The concept thus gave birth to a whole range of related concept depending upon it, such as:
- douanier [fr], a person whose job is to watch the border;
- Republikflucht [de], the act of illegally crossing the border out to a better country
- illegal immigration [en], the act of illegally crossing the border into a better country.
- salzétrangers [fr], the "dirty foreigners", whether living in country B, or coming from country B to country A where they are welcomed by some and despised by others.
- alien [en], a person from country A living in country B with the authorization of country B's Gewaltmonopol [de] (legal alien [en]) or without (illegal alien [en]).
So of course, is it a coincidence, then, since the very concept of border depends on monopolies of violence, that the meaning of the words derived from it will also shift, depending on how that violence is directed?
"Emigration" was relevant because the Gewaltsmonopolen of that time chose to exert so much violence against "their citizens" (or their belongings or activities, causing economic impoverishment) that those citizens massively wished to leave, and then to exert even more violence against those who tried.
"Immigration" became relevant when some Gewaltmonopolen, again, chose to exert so much violence against "their citizens" (or their belongings or activities, causing economic impoverishment) that those citizens massively wished to leave.
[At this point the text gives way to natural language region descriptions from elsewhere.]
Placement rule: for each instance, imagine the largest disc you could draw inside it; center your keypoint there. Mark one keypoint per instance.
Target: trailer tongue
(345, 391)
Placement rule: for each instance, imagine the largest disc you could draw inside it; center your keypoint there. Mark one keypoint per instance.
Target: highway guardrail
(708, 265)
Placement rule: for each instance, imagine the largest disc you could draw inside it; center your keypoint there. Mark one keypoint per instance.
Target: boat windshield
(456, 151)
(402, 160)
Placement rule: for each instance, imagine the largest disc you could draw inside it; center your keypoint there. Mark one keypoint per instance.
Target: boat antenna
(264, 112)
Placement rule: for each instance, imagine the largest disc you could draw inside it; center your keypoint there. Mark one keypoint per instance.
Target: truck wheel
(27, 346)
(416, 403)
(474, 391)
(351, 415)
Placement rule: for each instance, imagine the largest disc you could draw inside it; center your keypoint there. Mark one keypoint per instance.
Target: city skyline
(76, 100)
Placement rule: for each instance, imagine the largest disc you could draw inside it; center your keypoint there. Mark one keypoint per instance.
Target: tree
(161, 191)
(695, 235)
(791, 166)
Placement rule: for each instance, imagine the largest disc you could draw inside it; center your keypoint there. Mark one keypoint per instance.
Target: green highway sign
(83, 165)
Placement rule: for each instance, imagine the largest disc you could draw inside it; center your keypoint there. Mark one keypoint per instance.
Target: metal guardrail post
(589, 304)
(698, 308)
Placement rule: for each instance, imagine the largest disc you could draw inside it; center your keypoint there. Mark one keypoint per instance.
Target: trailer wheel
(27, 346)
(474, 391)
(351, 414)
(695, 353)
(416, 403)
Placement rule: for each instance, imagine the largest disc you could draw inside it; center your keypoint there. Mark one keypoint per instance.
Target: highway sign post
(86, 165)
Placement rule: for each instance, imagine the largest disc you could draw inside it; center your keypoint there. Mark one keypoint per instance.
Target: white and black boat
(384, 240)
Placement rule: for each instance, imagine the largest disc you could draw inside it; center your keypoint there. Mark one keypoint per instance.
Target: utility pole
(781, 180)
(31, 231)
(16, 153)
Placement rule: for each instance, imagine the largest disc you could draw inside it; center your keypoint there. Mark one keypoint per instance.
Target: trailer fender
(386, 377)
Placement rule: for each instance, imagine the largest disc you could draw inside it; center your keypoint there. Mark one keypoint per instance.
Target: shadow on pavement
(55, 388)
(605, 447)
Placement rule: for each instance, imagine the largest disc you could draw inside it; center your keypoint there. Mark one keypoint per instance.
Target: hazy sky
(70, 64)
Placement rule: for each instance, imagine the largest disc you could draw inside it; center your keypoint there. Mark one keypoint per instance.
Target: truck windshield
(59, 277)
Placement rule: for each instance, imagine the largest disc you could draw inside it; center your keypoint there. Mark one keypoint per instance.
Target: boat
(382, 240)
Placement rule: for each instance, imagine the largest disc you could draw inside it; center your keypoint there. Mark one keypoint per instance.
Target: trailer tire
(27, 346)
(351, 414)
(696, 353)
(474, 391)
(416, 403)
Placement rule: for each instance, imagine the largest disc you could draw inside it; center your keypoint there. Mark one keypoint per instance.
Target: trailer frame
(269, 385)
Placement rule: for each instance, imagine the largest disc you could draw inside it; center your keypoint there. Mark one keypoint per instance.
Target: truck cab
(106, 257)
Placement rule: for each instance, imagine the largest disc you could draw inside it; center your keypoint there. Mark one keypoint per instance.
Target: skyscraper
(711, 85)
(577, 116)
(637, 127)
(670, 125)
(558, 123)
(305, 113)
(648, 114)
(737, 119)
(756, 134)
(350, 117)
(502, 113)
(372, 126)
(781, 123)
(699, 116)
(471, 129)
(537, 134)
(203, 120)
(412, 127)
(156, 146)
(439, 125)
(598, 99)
The main difference being that this time the "welcoming countries"'s Gewaltmonopolen chose to exert their violence against the current residents, in order to divert their money towards the residents-to-be. As violence begets violence, this of course causes hatred and rejection of the current residents against the "immigrants", thus, again, tainting the concept.
So yes, in a free world, where no violence was ever legal, none of the word-concepts described above would exist, except in historical discussion.